Dopel deu uma dica única do que ele queria mais do que abraços e palavras bonitas dela, e Fade era tudo senão mulher corajosa.  

Ela o prensou contra os corredores que levavam até o quarto dela, e com um olhar brilhante que ela recebeu dele, Fade sabia que ela teria que ir até o fim.  

Foi assim que ela o beijou pela primeira vez, o corpo maior dela prensando o menor dele contra a parede enquanto a boca dele se apossava dele como se fosse sua dona, como se era assim que eles eram pra ser.  

— Você parecia que iria demorar uma década pra perceber que podia fazer isso. - Dopel deu um sorriso discreto para ela naquele momento e Fade podia jurar que um anjo o forjou apenas pra ela. - Tive que acelerar o processo...  

Fade não se orgulhava da maneira que isso deixou o corpo dela em chamas. Ela o pegou pelo braço e o trancou em seu quarto, os dois saindo apenas no outro dia.  

Havia uma pitada de raiva misturado com orgulho quando Jett apontou para Dopel se fingindo de desinteressada nas pequenas marcas na clavícula do agora namorado de Fade, resultantes das ministrações dela enquanto eles estavam juntos.  

O protocolo ainda a evitava descaradamente, mas agora não havia tantas ofensas... Mais como provocações de alguns agentes, como Phoenix e Harbor. Reyna foi uma mulher inquisitiva, no entanto, uma das primeiras vezes em que as duas se falaram desde a entrada de Fade no Protocolo foi se os dois estavam usando proteção.  

— Eu estava muito ocupada sendo criticada com as pernas esticadas pelo meu namorado pra me lembrar de proteção, e eu fiz questão de deixar a mente dele ocupada com outra coisa. - foi a resposta sucinta de Fade para a mais velha, encontrando certo prazer quando a mulher bufou e se afastou, dizendo que iria verificar com Dopel.   

O relacionamento estável dos dois logo se tornou conhecimento geral. Nada foi feito para proibir isso, contanto que não atrapalhasse nas missões. E isso nunca atrapalhou. Na verdade, o desempenho melhorou ainda mais.
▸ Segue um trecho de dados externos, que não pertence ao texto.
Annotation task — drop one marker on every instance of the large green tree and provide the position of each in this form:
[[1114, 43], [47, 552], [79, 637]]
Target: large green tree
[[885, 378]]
Havia certo conforto agora quando os dois eram pareados juntos, mesmo que outros agentes fossem junto em qualquer missão que fosse.  

Nenhum dos outros agentes entendiam, nem mesmo Raze e Killjoy que também estavam juntas. Era um namoro estranho, como os outros gostavam de frisar.  

Isso nunca incomodou Fade, ela seria julgada de qualquer forma nesse lugar. Ela sabia que precisava passar por essa provação para se recompor de uma vida de erros contínuos.  

Mas maldito seja se a ideia de ter alguém real na vida dela não a fazia sorrir.  

Sevgili... - a voz murmurada de Dopel, com o rosto entre o pescoço dela enquanto eles se abraçavam na noite a acordou de um pensamento profundo. - O que se passa na sua cabecinha problemática?  

Fade riu de bom humor com as palavras do namorado, o puxando ainda mais perto do corpo dela, para sentir o calor da vida que ele emanava. Ela se perguntou se o que quer que fosse que existisse no topo dos céus não havia planejado isso o tempo todo, agora nessa e muitas outras noites no quarto quando estavam juntos, tudo parecia certo.  

— Estou pensando em tudo, e mais um pouco. - Dopel ergueu o rosto do pescoço dela para lhe dar um sorriso confuso, o coração dela podia derreter com a doçura dos olhos ainda em sono dele. - Estou pensando em tudo de você, e mais um pouco de nós... 

Fade só podia agraciar a vida que agora ela tinha quando o mais singelo dos sorrisos adornou no rosto de seu namorado, prometendo todos os sabores do vinho e do pecado na noite longínqua.